While Trump, the specific racists and paranoid bigots who support him, and everyday slaves to social media are bashed by Arm and company, it is religious hypocrites that are reserved for the the harshest of Arm’s ire. “21st Century Pharisees,” “Prosperity Gospel,” “Please Mr. Gunman,” and “Messiah’s Lament” all attack everyone from peodophile priests to church going hypocrites. “He doesn’t give a fuck about your Jesus! And it’s clear that you don’t either!” screams Arm in “21st Century Pharisees.” The best song of the lot attacking hypocritical religious types though is “Prosperity Gospel.” “Fuck the planet/Screw your children/Get rich!/You win!” sings Arm over dual guitar lines, one fuzzy and distorted and one clear and straightforward. The double guitar rhythms draw attention to the two lines of thought that oppose each other in the oxymoronic phrase “prosperity gospel.” Doing things that are anti the spirit of the gospel gets you blessed by God and makes you rich. It’s the metaphor that sums up so much of what’s wrong with America today, and Mudhoney have no problem addressing it with wide eyed clarity.

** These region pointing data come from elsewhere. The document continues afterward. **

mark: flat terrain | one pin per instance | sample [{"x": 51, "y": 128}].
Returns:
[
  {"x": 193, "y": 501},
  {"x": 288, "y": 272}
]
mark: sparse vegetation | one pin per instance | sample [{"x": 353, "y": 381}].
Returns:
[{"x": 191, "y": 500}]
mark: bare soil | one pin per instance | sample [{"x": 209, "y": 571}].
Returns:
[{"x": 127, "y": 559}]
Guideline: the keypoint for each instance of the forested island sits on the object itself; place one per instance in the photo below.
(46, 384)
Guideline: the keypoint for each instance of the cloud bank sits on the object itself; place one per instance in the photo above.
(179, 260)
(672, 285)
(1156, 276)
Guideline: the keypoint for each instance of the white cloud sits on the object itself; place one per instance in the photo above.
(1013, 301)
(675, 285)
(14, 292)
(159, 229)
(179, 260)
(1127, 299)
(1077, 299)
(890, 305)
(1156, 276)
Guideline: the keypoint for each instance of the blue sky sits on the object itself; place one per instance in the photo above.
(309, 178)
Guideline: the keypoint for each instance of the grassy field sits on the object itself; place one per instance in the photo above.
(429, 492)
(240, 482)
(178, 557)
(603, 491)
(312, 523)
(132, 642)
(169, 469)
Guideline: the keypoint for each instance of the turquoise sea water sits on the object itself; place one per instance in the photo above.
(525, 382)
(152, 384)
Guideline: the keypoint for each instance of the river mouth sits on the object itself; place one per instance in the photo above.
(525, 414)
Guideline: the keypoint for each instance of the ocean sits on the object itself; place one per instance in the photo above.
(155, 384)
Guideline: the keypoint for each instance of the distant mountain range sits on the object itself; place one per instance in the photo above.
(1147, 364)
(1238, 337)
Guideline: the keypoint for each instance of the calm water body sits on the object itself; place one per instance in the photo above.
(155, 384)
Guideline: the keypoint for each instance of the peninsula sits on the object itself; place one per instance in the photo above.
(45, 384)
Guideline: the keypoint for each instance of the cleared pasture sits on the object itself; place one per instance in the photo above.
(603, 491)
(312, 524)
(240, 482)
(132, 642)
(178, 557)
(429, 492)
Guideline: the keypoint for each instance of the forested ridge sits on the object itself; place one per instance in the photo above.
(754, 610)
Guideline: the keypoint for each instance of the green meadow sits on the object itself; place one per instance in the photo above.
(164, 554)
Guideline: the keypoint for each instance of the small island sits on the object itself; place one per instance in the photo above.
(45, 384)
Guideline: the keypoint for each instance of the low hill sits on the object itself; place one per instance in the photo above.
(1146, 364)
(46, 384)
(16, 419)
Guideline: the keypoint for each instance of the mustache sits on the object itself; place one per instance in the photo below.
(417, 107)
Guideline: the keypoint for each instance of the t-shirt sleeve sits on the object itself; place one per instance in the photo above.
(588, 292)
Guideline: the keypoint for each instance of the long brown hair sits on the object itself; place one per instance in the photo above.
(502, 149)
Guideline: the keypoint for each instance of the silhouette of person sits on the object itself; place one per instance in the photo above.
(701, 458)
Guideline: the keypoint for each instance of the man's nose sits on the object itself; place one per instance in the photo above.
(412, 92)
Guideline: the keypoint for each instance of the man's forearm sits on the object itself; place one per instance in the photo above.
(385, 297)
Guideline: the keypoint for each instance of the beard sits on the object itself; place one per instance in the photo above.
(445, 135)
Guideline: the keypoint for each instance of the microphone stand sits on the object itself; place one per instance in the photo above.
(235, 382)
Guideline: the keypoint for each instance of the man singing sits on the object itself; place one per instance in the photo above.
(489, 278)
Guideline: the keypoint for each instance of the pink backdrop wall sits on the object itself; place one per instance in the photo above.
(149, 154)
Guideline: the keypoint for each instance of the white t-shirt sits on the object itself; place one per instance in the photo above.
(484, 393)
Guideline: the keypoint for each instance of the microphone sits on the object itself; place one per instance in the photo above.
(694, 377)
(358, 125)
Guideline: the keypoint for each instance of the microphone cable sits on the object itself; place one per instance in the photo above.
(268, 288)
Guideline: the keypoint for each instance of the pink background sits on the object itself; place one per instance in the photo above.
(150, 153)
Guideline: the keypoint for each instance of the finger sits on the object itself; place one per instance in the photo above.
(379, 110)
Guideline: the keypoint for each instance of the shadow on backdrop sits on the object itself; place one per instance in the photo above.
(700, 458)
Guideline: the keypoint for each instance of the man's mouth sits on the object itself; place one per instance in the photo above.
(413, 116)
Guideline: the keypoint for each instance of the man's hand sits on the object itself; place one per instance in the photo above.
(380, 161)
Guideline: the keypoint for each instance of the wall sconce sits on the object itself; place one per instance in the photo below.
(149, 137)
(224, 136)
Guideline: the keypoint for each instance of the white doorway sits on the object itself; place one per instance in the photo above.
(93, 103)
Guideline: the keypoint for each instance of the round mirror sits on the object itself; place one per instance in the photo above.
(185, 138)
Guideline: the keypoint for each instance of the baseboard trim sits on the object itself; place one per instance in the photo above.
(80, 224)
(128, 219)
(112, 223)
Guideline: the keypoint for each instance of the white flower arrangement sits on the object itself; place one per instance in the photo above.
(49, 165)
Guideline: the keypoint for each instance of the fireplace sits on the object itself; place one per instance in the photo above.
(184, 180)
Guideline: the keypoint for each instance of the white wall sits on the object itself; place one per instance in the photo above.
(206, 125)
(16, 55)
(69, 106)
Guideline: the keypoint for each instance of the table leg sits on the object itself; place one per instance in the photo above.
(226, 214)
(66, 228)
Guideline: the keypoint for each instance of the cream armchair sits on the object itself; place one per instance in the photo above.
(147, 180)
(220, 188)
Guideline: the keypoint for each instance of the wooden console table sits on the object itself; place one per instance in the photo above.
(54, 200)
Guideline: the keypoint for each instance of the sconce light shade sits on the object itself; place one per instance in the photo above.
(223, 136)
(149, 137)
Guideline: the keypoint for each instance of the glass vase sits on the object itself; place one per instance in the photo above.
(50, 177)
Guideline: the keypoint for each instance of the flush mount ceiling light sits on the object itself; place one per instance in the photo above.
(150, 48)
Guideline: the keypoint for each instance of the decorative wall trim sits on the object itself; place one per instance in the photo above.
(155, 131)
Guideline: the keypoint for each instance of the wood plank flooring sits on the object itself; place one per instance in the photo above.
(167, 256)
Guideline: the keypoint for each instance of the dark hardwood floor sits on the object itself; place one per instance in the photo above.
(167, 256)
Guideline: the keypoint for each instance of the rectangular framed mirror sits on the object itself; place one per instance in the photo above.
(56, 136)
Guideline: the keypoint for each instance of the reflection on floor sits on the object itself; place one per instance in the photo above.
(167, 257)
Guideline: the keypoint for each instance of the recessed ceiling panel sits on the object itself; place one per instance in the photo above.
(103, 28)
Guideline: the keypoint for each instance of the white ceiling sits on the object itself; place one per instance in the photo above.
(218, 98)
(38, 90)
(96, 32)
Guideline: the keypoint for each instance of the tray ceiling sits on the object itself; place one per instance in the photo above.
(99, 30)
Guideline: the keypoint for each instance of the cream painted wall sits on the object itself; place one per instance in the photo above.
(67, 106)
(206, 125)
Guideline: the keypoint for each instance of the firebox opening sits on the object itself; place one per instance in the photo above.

It’s not only far right religious types and company that are lambasted here though. In the oddly touching, especially for Mudhoney, track “Messiah’s Lament” Arm blasts the type of politically correct thinking that would lead advocates to deride a very specific event in the New Testament. “Turning water into wine/Is dismissed as a parlor trick/That’s insensitive to/The struggles of alcoholics” sings Arm in the song’s first verse. “Look what they’re doing in my name!” laments Arm. Both sides of the political and poli-social spectrum are equal targets for Arm. It’s hypocrisy and bigotry, and the ignorance that drive both, that gets Arm’s goat.


Digital Garbage is not only that rare humorous yet deadly seriously themed album that is perfectly timed. It’s that rare humorous yet deadly seriously themed Mudhoney album that one suspected was always bubbling just under the surface waiting to explode. Mark Arm and Mudhoney couldn’t have let it out at a better time. 30 years in and Mudhoney reveal themselves to be the potty mouthed, politically poignant, pundits that the are, while claiming title to none of the the above. We wouldn’t have them any other way.